Artikel

Al-Quran Mendorong Manusia Berfikir Pluralistik

glass cup with saucer

Al-Qur’an adalah Kitab Suci yang risalahnya harus disampaikan kepada seluruh umat manusia di dunia, sebagaimana dinyatakan Allam dalam firmanNya:

“Katakanlah: Wahai manusia, sesungguhnya aku adalah Utusan Allah kepada kamu semuanya (ilaikum jamî’â), yang mempunyai kerajaan langit dan bumi. Tak ada Tuhan selain Dia; Ia memberi hidup dan menyebabkan mati. Maka berimanlah kepada Allah dan Utusan-Nya, Nabi yang ummi yang beriman kepada Allah dan kalimat-kalimat-Nya, dan ikutilah dia agar kamu terpimpin pada jalan yang benar.” (QS 7:158)

Di tempat lain Allah menyatakan:

“Dan tiada Kami mengutus engkau, kecuali sebagai pengemban kabar baik dan sebagai juru pengingat kepada sekalian manusia (kâffatallinnâs), tetapi kebanyakan manusia tidak tahu.” (QS 34:28)

Kalimat ilaikum jamî’â (kepada kamu semuanya) dan kâffatallinnâs (kepada sekalian manusia) di dua ayat di atas seolah menegaskan bahwa risalah Qur’an tidak untuk disampaikan kepada bangsa Arab saja, tetapi juga kepada bangsa-bangsa lain di dnia.

Untuk keperluan ini, umat Islam, terutama para da’i dan muballigh, harus menjalin komunikasi dengan semua bangsa di dunia.
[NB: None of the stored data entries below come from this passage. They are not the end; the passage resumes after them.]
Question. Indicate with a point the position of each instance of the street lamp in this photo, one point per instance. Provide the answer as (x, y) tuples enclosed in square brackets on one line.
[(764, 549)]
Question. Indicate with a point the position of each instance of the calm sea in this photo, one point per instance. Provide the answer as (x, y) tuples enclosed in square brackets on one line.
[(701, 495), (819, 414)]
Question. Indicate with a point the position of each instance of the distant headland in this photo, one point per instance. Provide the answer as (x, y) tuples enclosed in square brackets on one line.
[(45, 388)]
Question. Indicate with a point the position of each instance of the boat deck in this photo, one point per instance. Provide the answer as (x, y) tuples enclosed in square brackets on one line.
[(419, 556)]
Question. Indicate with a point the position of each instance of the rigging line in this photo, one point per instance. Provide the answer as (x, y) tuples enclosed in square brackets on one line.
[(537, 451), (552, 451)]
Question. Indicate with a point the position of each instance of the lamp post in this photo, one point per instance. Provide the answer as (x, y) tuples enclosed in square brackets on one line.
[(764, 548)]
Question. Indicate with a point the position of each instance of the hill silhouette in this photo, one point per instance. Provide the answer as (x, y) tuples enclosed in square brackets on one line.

Sarana komunikasinya adalah bahasa. Dakwah Islam akan lebih mudah dilakukan jika bangsa-bangsa ‘Ajam (non Arab) mengerti bahasa Arab. Atau sebaliknya, para da’i dan muballigh yang mengerti dan menguasai bahasa-bahasa ‘Ajam.

Selama seribu tahun pertama di dalam era Islam, bahasa Arab menjadi bahasa dunia dan bahasa ilmu pengetahuan. Karena itu, tafsir-tafsir Al-Qur’an umumnya berbahasa Arab. Memasuki milenium kedua, ketika bahasa Arab tidak lagi menjadi bahasa dunia, muncul terjemah dan tafsir Quran menggunakan bahasa-bahasa ‘Ajam, baik bahasa-bahasa Barat, seperti Inggris, Belanda, Jerman, Perancis, dan sebagainya, maupun bahasa-bahasa Timur seperti Persi, Urdu, Tiong Hoa, Jepang, Indonesia, dan sebagainya.
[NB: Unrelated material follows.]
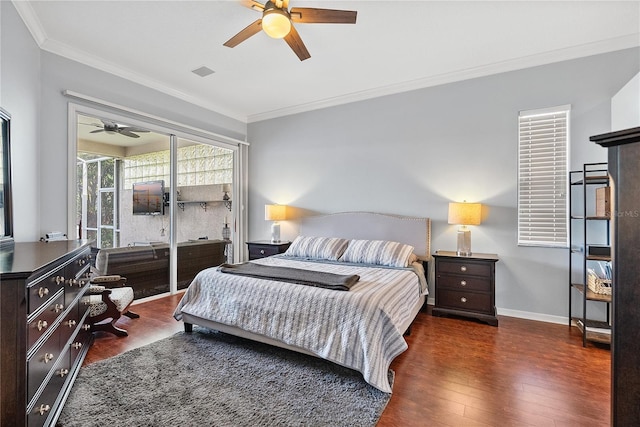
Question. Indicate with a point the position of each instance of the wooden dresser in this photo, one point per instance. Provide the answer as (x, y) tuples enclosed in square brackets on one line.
[(465, 286), (43, 335)]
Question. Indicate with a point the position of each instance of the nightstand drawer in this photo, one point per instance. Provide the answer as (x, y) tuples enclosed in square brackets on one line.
[(261, 251), (462, 283), (470, 301), (464, 267)]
Di samping itu, umat Islam dituntut pula untuk memahami dan menghayati agama-agama yang dianut oleh berbagai bangsa di dunia. Sebab, pada tiap-tiap umat telah dibangkitkan Utusan (QS 16:36) yang dikaruniai wahyu, tanda bukti yang terang dan kitab suci.

Melalui agama atau kitab suci merekalah Islam memperkenalkan diri dengan santun, sebagaimana diisyaratkan oleh ayat:

Dan Kami tak mengutus (para utusan) sebelum engkau kecuali orang laki-laki yang Kami berikan wahyu kepada mereka – maka bertanyalah kepada para pengikut peringatan jika kamu tak tahu – dengan tanda bukti yang terang dan Kitab-kitab Suci. Dan kami turunkan kepada engkau peringatan agar engkau dapat menjelaskan kepada manusia apa yang telah dituntunkan kepada mereka, dan agar mereka suka berfikir.” (QS 16:43-44)
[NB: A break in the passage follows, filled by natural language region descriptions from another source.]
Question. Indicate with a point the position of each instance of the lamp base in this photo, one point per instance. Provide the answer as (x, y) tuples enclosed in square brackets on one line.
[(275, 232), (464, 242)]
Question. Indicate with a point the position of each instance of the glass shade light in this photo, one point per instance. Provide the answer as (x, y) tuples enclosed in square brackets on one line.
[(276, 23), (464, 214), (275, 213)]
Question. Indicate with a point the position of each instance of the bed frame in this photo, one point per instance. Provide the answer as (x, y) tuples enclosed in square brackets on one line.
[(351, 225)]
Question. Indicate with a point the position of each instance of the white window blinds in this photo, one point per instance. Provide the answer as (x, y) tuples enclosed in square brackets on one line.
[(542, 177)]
Agar dapat melaksanakan tugas mulia ”menjelaskan kepada manusia apa yang telah diturunkan atau diwahyukan kepada mereka” (litubayyina linnâsi mâ nuzilla ilaihim), seorang muslim, baik sebagai da’i atau muballigh, harus mengakui Kitab Suci agama lain dan berkomunikasi dan berdialog secara teologis dengan umat agama lain, dengan cara membaca Kitab Suci mereka.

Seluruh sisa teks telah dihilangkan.